Lee Isaac Chung’s ode to his childhood days in 1980s Arkansas takes its name from a plant with a peppery root and captures an immigrant experience with delicate poignancy.
In Minari the Korean-American Yi clan relocate from California (where parents separated baby chicks by gender) to the boondocks of the Ozarks.
Patriarch Jacob (Steven Yeun known mainly from AMC’s The Walking Dead) knows obstacles and uncertainty await a dream to develop a substantial farm. But his wife Monica (Hand Ye-ri) and their American born kids, preteen Anne (Noel Cho) and precocious 7-year old David (Alan S. Kim) aren’t nearly as excited about the change of scenery or culture as he is.

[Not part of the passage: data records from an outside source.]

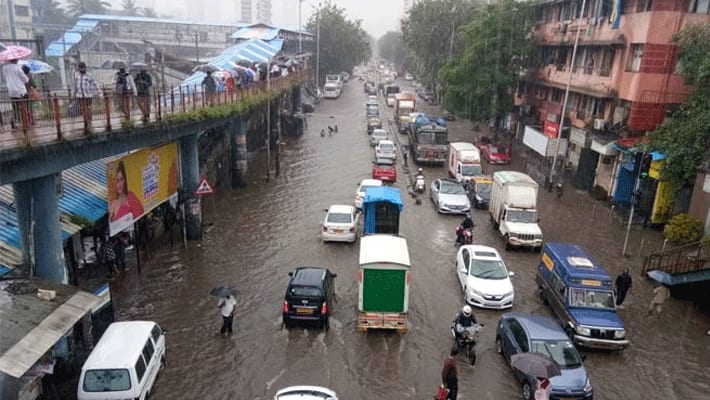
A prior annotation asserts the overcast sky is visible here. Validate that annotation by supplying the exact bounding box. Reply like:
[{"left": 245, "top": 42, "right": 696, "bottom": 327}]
[{"left": 97, "top": 0, "right": 404, "bottom": 39}]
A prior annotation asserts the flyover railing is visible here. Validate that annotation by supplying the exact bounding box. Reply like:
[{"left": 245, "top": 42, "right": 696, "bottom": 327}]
[{"left": 0, "top": 70, "right": 309, "bottom": 151}]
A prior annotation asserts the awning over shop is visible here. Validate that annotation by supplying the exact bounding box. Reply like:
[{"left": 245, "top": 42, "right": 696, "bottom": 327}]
[{"left": 0, "top": 279, "right": 100, "bottom": 378}]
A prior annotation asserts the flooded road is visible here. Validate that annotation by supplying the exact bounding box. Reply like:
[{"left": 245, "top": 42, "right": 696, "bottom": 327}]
[{"left": 114, "top": 80, "right": 710, "bottom": 400}]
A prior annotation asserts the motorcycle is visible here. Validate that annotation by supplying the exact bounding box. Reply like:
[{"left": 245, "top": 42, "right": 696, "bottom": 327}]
[
  {"left": 414, "top": 175, "right": 426, "bottom": 193},
  {"left": 451, "top": 323, "right": 483, "bottom": 365},
  {"left": 456, "top": 225, "right": 473, "bottom": 245}
]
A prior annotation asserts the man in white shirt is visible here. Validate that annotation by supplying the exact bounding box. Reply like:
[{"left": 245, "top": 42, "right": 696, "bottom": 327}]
[
  {"left": 2, "top": 60, "right": 30, "bottom": 129},
  {"left": 217, "top": 295, "right": 237, "bottom": 335}
]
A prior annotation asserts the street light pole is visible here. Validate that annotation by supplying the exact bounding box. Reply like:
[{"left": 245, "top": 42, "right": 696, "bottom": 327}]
[{"left": 549, "top": 0, "right": 587, "bottom": 190}]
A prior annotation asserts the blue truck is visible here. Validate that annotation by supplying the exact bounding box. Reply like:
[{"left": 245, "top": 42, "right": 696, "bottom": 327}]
[{"left": 535, "top": 243, "right": 630, "bottom": 350}]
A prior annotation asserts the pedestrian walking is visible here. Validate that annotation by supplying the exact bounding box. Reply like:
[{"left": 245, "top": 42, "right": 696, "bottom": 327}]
[
  {"left": 615, "top": 268, "right": 632, "bottom": 308},
  {"left": 2, "top": 60, "right": 29, "bottom": 129},
  {"left": 69, "top": 62, "right": 100, "bottom": 125},
  {"left": 646, "top": 284, "right": 671, "bottom": 315},
  {"left": 133, "top": 69, "right": 153, "bottom": 122},
  {"left": 114, "top": 68, "right": 137, "bottom": 118},
  {"left": 535, "top": 377, "right": 552, "bottom": 400},
  {"left": 441, "top": 346, "right": 459, "bottom": 400},
  {"left": 217, "top": 294, "right": 237, "bottom": 335}
]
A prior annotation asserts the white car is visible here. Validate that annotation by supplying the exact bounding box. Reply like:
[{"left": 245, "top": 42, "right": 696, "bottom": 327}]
[
  {"left": 355, "top": 179, "right": 382, "bottom": 208},
  {"left": 274, "top": 386, "right": 338, "bottom": 400},
  {"left": 321, "top": 205, "right": 359, "bottom": 243},
  {"left": 370, "top": 129, "right": 390, "bottom": 146},
  {"left": 387, "top": 93, "right": 395, "bottom": 107},
  {"left": 375, "top": 140, "right": 397, "bottom": 160},
  {"left": 456, "top": 244, "right": 515, "bottom": 309}
]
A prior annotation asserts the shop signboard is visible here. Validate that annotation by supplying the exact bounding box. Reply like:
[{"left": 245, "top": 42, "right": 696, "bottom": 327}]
[{"left": 106, "top": 142, "right": 178, "bottom": 236}]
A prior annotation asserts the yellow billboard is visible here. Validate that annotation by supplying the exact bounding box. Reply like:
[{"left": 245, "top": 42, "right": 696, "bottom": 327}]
[{"left": 106, "top": 142, "right": 178, "bottom": 236}]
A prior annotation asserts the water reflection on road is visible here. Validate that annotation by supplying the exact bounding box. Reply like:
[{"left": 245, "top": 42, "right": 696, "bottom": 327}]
[{"left": 115, "top": 81, "right": 710, "bottom": 400}]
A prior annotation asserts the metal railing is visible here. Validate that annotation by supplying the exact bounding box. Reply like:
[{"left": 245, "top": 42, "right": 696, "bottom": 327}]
[{"left": 0, "top": 70, "right": 309, "bottom": 151}]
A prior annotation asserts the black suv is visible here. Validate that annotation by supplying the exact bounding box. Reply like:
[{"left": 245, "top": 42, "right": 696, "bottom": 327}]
[{"left": 282, "top": 267, "right": 337, "bottom": 329}]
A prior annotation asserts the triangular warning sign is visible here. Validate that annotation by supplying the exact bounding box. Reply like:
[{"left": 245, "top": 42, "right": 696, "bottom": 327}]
[{"left": 195, "top": 178, "right": 214, "bottom": 194}]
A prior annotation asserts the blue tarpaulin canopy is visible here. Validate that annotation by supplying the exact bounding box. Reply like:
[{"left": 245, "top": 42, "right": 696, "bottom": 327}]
[{"left": 362, "top": 186, "right": 404, "bottom": 234}]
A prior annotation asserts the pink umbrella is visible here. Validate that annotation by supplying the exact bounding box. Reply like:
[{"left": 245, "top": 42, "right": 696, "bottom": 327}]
[{"left": 0, "top": 46, "right": 32, "bottom": 61}]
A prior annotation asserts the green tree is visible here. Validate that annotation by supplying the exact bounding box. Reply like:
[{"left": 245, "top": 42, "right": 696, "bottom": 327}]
[
  {"left": 441, "top": 0, "right": 533, "bottom": 120},
  {"left": 306, "top": 0, "right": 372, "bottom": 85},
  {"left": 402, "top": 0, "right": 478, "bottom": 91},
  {"left": 377, "top": 31, "right": 410, "bottom": 69},
  {"left": 121, "top": 0, "right": 141, "bottom": 17},
  {"left": 67, "top": 0, "right": 111, "bottom": 18},
  {"left": 649, "top": 23, "right": 710, "bottom": 189}
]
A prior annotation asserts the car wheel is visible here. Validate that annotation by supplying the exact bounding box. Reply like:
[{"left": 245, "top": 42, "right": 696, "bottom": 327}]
[
  {"left": 521, "top": 382, "right": 533, "bottom": 400},
  {"left": 496, "top": 336, "right": 503, "bottom": 355}
]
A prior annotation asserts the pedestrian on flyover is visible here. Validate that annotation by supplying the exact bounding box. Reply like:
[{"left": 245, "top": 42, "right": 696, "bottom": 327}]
[
  {"left": 615, "top": 268, "right": 632, "bottom": 308},
  {"left": 2, "top": 60, "right": 29, "bottom": 129},
  {"left": 646, "top": 283, "right": 671, "bottom": 315},
  {"left": 217, "top": 294, "right": 237, "bottom": 335},
  {"left": 69, "top": 61, "right": 100, "bottom": 125},
  {"left": 441, "top": 346, "right": 459, "bottom": 400}
]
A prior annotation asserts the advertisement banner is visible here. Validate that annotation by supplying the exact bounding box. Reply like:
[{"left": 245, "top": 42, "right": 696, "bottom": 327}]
[{"left": 106, "top": 143, "right": 178, "bottom": 236}]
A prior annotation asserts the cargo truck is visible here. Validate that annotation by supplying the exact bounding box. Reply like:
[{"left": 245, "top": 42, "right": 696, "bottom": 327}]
[
  {"left": 357, "top": 234, "right": 412, "bottom": 333},
  {"left": 488, "top": 171, "right": 542, "bottom": 250},
  {"left": 449, "top": 142, "right": 483, "bottom": 182}
]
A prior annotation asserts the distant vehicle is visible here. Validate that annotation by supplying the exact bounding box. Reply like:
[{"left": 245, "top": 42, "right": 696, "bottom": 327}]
[
  {"left": 495, "top": 312, "right": 594, "bottom": 400},
  {"left": 387, "top": 93, "right": 395, "bottom": 107},
  {"left": 370, "top": 129, "right": 390, "bottom": 146},
  {"left": 274, "top": 386, "right": 338, "bottom": 400},
  {"left": 355, "top": 179, "right": 382, "bottom": 208},
  {"left": 321, "top": 205, "right": 359, "bottom": 243},
  {"left": 375, "top": 140, "right": 397, "bottom": 160},
  {"left": 282, "top": 267, "right": 337, "bottom": 329},
  {"left": 372, "top": 158, "right": 397, "bottom": 183},
  {"left": 478, "top": 144, "right": 510, "bottom": 165},
  {"left": 429, "top": 179, "right": 471, "bottom": 214},
  {"left": 456, "top": 245, "right": 515, "bottom": 309}
]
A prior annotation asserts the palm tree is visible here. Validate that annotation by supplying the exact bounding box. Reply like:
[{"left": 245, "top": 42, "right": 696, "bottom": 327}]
[
  {"left": 122, "top": 0, "right": 140, "bottom": 17},
  {"left": 67, "top": 0, "right": 111, "bottom": 18}
]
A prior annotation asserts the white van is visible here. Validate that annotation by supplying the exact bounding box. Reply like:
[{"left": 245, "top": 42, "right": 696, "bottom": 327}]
[{"left": 77, "top": 321, "right": 165, "bottom": 400}]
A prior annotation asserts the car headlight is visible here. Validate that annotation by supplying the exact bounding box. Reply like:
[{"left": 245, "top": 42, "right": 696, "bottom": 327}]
[
  {"left": 574, "top": 326, "right": 592, "bottom": 336},
  {"left": 584, "top": 377, "right": 592, "bottom": 393}
]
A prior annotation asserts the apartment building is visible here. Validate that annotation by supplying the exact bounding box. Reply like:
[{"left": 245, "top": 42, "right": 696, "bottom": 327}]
[
  {"left": 0, "top": 0, "right": 35, "bottom": 42},
  {"left": 516, "top": 0, "right": 710, "bottom": 220}
]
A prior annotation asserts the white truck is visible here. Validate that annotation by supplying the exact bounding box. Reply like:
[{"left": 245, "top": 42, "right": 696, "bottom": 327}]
[
  {"left": 488, "top": 171, "right": 542, "bottom": 251},
  {"left": 449, "top": 142, "right": 483, "bottom": 182}
]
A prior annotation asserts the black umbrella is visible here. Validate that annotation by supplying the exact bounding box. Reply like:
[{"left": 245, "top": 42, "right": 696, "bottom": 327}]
[
  {"left": 210, "top": 286, "right": 237, "bottom": 297},
  {"left": 510, "top": 353, "right": 562, "bottom": 378}
]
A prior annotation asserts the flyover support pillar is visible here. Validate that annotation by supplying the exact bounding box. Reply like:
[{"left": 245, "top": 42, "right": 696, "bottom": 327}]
[
  {"left": 13, "top": 174, "right": 69, "bottom": 284},
  {"left": 180, "top": 134, "right": 202, "bottom": 240},
  {"left": 229, "top": 117, "right": 249, "bottom": 189}
]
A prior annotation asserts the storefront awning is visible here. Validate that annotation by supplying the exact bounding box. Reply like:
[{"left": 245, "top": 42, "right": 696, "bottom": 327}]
[{"left": 0, "top": 280, "right": 100, "bottom": 379}]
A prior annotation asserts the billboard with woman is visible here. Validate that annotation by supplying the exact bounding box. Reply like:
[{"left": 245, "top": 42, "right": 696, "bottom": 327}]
[{"left": 107, "top": 143, "right": 178, "bottom": 236}]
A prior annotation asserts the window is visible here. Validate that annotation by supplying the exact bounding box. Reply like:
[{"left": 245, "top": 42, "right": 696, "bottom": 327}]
[
  {"left": 136, "top": 356, "right": 145, "bottom": 382},
  {"left": 143, "top": 338, "right": 155, "bottom": 363},
  {"left": 627, "top": 44, "right": 643, "bottom": 72},
  {"left": 636, "top": 0, "right": 653, "bottom": 12},
  {"left": 15, "top": 6, "right": 30, "bottom": 17},
  {"left": 688, "top": 0, "right": 710, "bottom": 14}
]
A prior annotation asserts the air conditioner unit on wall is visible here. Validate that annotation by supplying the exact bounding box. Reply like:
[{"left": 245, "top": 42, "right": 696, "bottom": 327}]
[{"left": 594, "top": 118, "right": 606, "bottom": 131}]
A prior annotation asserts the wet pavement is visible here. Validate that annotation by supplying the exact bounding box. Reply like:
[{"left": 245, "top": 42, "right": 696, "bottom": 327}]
[{"left": 114, "top": 80, "right": 710, "bottom": 400}]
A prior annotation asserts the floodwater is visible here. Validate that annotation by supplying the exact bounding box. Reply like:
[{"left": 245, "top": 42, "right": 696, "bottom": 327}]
[{"left": 114, "top": 80, "right": 710, "bottom": 400}]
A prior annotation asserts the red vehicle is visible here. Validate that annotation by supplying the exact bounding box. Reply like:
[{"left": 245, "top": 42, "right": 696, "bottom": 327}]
[
  {"left": 372, "top": 158, "right": 397, "bottom": 183},
  {"left": 478, "top": 143, "right": 510, "bottom": 164}
]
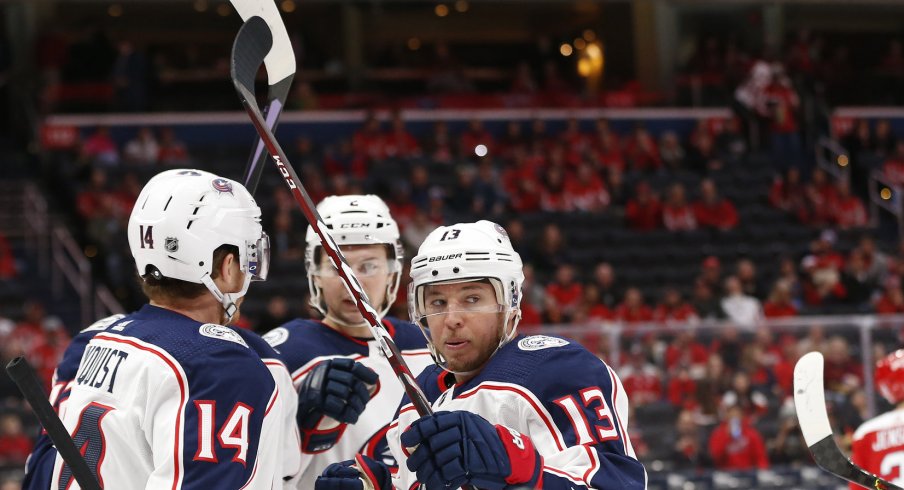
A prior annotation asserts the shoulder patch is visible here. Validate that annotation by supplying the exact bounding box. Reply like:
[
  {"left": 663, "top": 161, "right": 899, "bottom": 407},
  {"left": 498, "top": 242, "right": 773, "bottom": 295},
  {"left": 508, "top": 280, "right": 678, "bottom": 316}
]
[
  {"left": 82, "top": 313, "right": 125, "bottom": 332},
  {"left": 198, "top": 323, "right": 248, "bottom": 347},
  {"left": 518, "top": 335, "right": 568, "bottom": 350},
  {"left": 263, "top": 327, "right": 289, "bottom": 347}
]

The personal touch endowed by Chung works off the vantage point of David with episodic vicissitudes ensuring noticeably affected by a metamorphic event. The notion of assimilation in a milieu of cultivation resonates with a deterministic, if somewhat measured naturalism.
The filmmaking imparts a kind of symbolism from objects, even behavioral tendencies as David gradually learns his way in starting anew like the others. Having his atypical, salty-tongued grandma Soonja over from Korea is a bonus for him and the film as Youn Yuh-jung makes for a delightfully (even ethically) expressive counseling and child-care figure. As Jacob puts in much time after hours to give wife Monica (presumed to be of a higher social class prior to marriage) support.
Minari has a timely quality about it with wrinkles and tweaking from everyday details that Chung stages with distinction that auteurs like Terrence Malick would salute. Though his storytelling arguably achieves more from a resolve against a seeming unwavering adversity. In backup, Will Patton (Megan Leavey) stands out (if a little distracting) as an assisting Bible-thumping type (if in need of some help) seen with a wooden cross on his back.
You see dedication in his role by Yeun who continues to blossom as an actor as a nuanced family drama has that rare heartfelt quality similar to the recent Chinese tragicomedy The Farewell. Being in the presence of this disparate, struggling unit turns out to be rather special.